Hi guys,
I have a question about adapter identification.
I have the raw fastq.tar.gz files from an RNAseq experiment.
I am trying to replicate the pre-processing of a service provider as a learning experience. I have run the FastQC and see that the quality is good and generally all seems correct. The over-represented sequences does not contain any sequences. So all looks well. Now I am trying to trim off the adapters but alas I do not know which adapters were used so I though if I provided the illumina_adapters.fa and to cutadapt (Version 1.4.1) using the following command line:
cutadapt -b file:illumina_adapters.fa -m 15 -O 10 -e 0.1 Sample_file.fastq -o trimmed_Sample_file.fastq
I am using the same parameters as the service provider however when I run it this way I seem to trim approximately 3,000 reads but the service provider trims only 500 reads.
Using the
P5 - AATGATACGGCGACCACCGA
Reverse compliment P7 - TCGTATGCCGTCTTCTGCTTG
Sequences I am able to pull what I think are adapter dimers. If this is the case am I correct in thinking I should be able to find the adapter sequence?
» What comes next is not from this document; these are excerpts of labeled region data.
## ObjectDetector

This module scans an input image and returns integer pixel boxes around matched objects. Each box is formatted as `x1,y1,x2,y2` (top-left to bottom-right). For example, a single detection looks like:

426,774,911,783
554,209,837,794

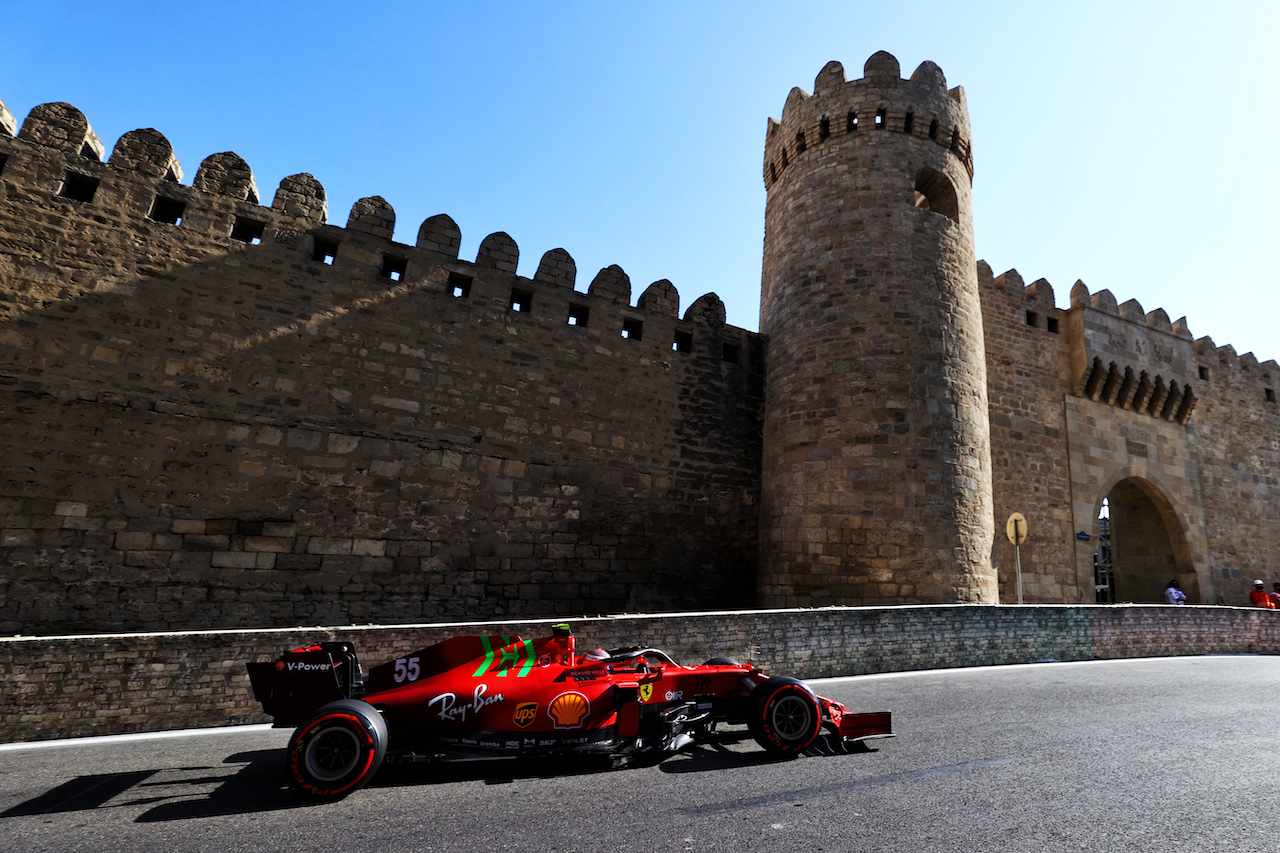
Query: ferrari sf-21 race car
248,625,893,798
grep 'P5 Sequence' Sample_file.fastq
GCTTCTGTAATTGAAAACCTAGAT-AATGATACGGCGACCACCGA-ACAAAGT
GCTTCTGTAATTGAAAACCTAGAT-AATGATACGGCGACCACCGA-ACACAGT
GCTTCTGTAATTGAAAACCTAGAT-AATGATACGGCGACCACCGA-ACACTGT
GCTTCTGTAATTGAAAACCTAGAT-AATGATACGGCGACCACCGA-ACACTGT
CTAAAGCTTCACACTTGATC-AATGATACGGCGACCACCGA-ACCCACTTTGC
grep 'P7 Sequence' Sample_file.fastq
CAAATGTATTTTAATAAGGTGATG-`TCGTATGCCGTCTTCTGCTTG-`AAAAAA
CTAAAGCTTCACACTTGATCAGGGATC-TCGTATGCCGTCTTCTGCTTG-AAA
CTAAAGCTTCACACTTGATCAGGTATC-TCGTATGCCGTCTTCTGCTTG-AAA
CTAAAGCTTCACACTTGATCAGGTATC-TCGTATGCCGTCTTCTGCTTG-AAA
CTAAAGCTTCACACTTGATCAGGTATC-TCGTATGCCGTCTTCTGCTTG-AAC
GTCGATGAGAGCCCAGAAATGTGAGAAAA-TCGTATGCCGTCTTCTGCTTG-A
Which part would be the adapter in this case?
Thanks in advance
It's always good to know from your service provider, which kit was used for preparing libraries.